Além da transformação omnichannel do Magalu, a empresa também entendeu que precisava mudar o olhar que tinha a respeito da concorrência, transformando possíveis adversários em parceiros. De acordo com o CEO da marca, “no mundo digital, você não pode pensar em delimitar a sua fronteira porque outras empresas também podem te trazer novas oportunidades”.

Foi com esse raciocínio que o Magazine Luíza decidiu transformar seu e-commerce em um marketplace dois anos atrás e, hoje, colhe os frutos dessa ação.

Além da expansão da carteira de clientes, a marca ganhou espaço em setores que não tinha pensado em atuar anteriormente, como o de calçados. Após a aquisição da Netshoes, o Magalu passou a ser líder do segmento.

 

Primeiro o cliente, depois a tecnologia

Durante a palestra, Frederico Trajano destacou que, entre todas as adaptações que as empresas precisam fazer para se adequar à era digital, existe um aspecto que deve permanecer igual: o cliente precisa ser sempre o foco da empresa.

Com tantas possibilidades de inovação geradas pela inteligência artificial, internet das coisas e outras tecnologias, muitas organizações sentem-se obrigadas a utilizar esses recursos para serem vistas como inovadoras, porém, nem sempre, essa iniciativa tem o sucesso esperado.

O grande equívoco aqui é que as marcas esquecem de analisar o perfil dos seus clientes para saber se seria relevante ou não investir em determinada tecnologia.

Segundo Trajano, o Magalu sempre manteve o foco nos seus clientes e usa os recursos tecnológicos como aliados para trazer facilidades e proporcionar melhores experiências. Aumentar as vendas da empresa é consequência dessa primeira motivação.

A tecnologia é uma ferramenta de inclusão e o cliente, a nossa razão de ser”, salientou.

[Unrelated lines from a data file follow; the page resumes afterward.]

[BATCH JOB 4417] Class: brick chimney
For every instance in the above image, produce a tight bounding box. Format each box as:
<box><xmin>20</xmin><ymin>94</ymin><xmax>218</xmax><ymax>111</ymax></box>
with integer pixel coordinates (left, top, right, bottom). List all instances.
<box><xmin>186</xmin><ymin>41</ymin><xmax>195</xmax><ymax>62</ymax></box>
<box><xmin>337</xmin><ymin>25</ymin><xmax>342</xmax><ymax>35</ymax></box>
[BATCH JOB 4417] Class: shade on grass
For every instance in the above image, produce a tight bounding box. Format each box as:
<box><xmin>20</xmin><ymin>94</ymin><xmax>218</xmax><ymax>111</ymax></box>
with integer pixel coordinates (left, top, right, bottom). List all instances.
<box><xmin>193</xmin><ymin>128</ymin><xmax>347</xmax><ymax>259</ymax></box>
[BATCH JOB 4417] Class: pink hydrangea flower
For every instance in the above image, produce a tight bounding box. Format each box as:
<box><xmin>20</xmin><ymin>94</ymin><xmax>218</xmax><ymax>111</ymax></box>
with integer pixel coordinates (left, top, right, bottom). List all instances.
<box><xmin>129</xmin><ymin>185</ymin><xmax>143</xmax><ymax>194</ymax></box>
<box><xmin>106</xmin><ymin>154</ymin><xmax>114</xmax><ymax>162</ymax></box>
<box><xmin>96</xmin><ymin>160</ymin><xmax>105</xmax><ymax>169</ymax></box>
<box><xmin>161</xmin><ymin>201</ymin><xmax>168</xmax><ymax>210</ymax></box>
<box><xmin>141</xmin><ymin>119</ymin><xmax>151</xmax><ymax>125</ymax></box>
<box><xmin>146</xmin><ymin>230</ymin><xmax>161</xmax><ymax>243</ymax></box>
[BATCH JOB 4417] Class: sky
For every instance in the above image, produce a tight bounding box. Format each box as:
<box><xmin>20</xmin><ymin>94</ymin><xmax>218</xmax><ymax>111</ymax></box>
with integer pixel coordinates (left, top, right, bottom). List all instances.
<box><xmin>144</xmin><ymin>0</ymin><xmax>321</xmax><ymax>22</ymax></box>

Para encerrar a palestra, o CEO do Magalu indicou que as empresas precisam dar a devida importância às pessoas (clientes e colaboradores) se quiserem ter sucesso na transformação dos seus modelos de negócio.

Eu acredito muito que uma empresa no mundo digital só pode ser bem-sucedida se ela tem calor humano. A melhor maneira de prever o futuro é inventando-o, só que você não chega até o futuro se você não atender bem o cliente”, finalizou Trajano.

 

(*) Bianca Borges é Analista de Comunicação da ZOLY. Jornalista formada pela Universidade Anhembi Morumbi, também possui experiência nas áreas de assessoria de imprensa e gestão de mídias sociais. Gosta de escrever sobre diversos assuntos, mas, atualmente, seu foco é o Marketing Digital e Data Business.